No era una verdadera democracia porque, por acción y por omisión, el Estado de derecho deliberadamente continuó siendo débil, lo que no sólo generó inseguridad entre los ciudadanos y violaciones a sus derechos fundamentales, sino también normalizó la corrupción. La democracia y la justicia son mutuamente dependientes; una no puede existir sin la otra.

Por supuesto, para que la justicia sea realidad, deben cumplirse varias condiciones clave como leyes adecuadas, su aplicación imparcial y un acceso universal y equitativo al sistema judicial. Estas condiciones no son posibles sin un Poder Judicial profesional, imparcial e independiente, encabezado por una Corte Suprema con esos mismos atributos y además con la facultad adicional de declarar inconstitucionales las leyes y las acciones del gobierno cuando así lo sean.

La Constitución de 1917 postulaba la independencia e imparcialidad del Poder Judicial pero pronto, a través de una sucesión de reformas, ese ideal fue ignorado. En última instancia, estas reformas buscaron, en general, ampliar la capacidad del presidente de la República para influir, e incluso controlar, a la Suprema Corte de Justicia, permitiendo que sus actos de gobierno se llevasen a cabo sin ser obstaculizados por un Poder Judicial independiente.

Había múltiples medios de control del Ejecutivo sobre el Judicial, desde el nombramiento de los ministros hasta el control de su presupuesto.

Durante la mayor parte del siglo XX, el Poder Judicial se transformó simplemente en una parte del sistema político de México, basado en el predominio de un partido, esencialmente al servicio del liderazgo en turno.

Con frecuencia, la Corte dejó de proteger los derechos individuales, aprobó políticas y acciones gubernamentales que carecían de fundamento constitucional y limitó el acceso de los ciudadanos a la justicia.

Desde mi protesta como candidato a la Presidencia, a lo largo de mi campaña electoral y al tomar posesión como presidente, me comprometí a emprender las reformas necesarias para hacer de México una verdadera democracia con su compañero indispensable: un Poder Judicial independiente.

A los cinco días de asumir la presidencia envié al Congreso una iniciativa de reforma constitucional. Expliqué públicamente a la ciudadanía la importancia de la reforma propuesta, pero lo que resultó también crucial, fue acudir personalmente a ambas cámaras del Congreso para alentar respetuosamente a los legisladores de todos los partidos a que consideraran seriamente la iniciativa, así como a comenzar a trabajar juntos hacia una importante reforma electoral.
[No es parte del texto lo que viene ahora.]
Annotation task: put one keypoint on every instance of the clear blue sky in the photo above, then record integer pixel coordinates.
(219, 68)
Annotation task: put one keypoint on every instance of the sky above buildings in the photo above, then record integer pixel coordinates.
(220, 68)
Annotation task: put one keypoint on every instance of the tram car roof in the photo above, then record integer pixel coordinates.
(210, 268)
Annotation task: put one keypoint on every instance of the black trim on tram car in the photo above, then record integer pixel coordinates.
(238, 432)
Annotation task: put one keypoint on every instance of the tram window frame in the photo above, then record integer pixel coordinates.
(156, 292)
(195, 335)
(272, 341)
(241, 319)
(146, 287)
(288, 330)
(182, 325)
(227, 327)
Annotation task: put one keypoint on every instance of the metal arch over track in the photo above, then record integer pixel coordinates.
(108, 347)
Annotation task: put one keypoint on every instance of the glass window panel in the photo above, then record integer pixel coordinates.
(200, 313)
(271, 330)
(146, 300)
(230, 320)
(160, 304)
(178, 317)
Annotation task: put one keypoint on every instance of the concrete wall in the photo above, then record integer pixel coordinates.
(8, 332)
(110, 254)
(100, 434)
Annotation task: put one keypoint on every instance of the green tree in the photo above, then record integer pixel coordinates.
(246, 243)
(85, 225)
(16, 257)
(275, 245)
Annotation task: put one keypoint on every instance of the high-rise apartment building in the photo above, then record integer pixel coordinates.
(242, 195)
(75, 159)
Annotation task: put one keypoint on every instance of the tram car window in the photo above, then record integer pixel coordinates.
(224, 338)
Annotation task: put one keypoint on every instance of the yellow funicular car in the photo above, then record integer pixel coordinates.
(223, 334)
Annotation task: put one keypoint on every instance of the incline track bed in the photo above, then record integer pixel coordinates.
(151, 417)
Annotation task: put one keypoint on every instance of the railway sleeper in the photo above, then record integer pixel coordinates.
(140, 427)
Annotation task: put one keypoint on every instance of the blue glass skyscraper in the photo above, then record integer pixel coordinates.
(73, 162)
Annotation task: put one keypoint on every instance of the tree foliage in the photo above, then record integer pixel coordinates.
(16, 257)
En mis encuentros con los legisladores, la premisa fue siempre el diálogo con todos los partidos, jamás la imposición. Con modificaciones introducidas por el Congreso mismo en ejercicio de sus atribuciones, la reforma de 1994 significó una ruptura con el pasado semiautoritario de México, facilitado por una Corte esencialmente subordinada al presidente. Corregir esa anomalía antidemocrática fue un objetivo principal de dicha reforma.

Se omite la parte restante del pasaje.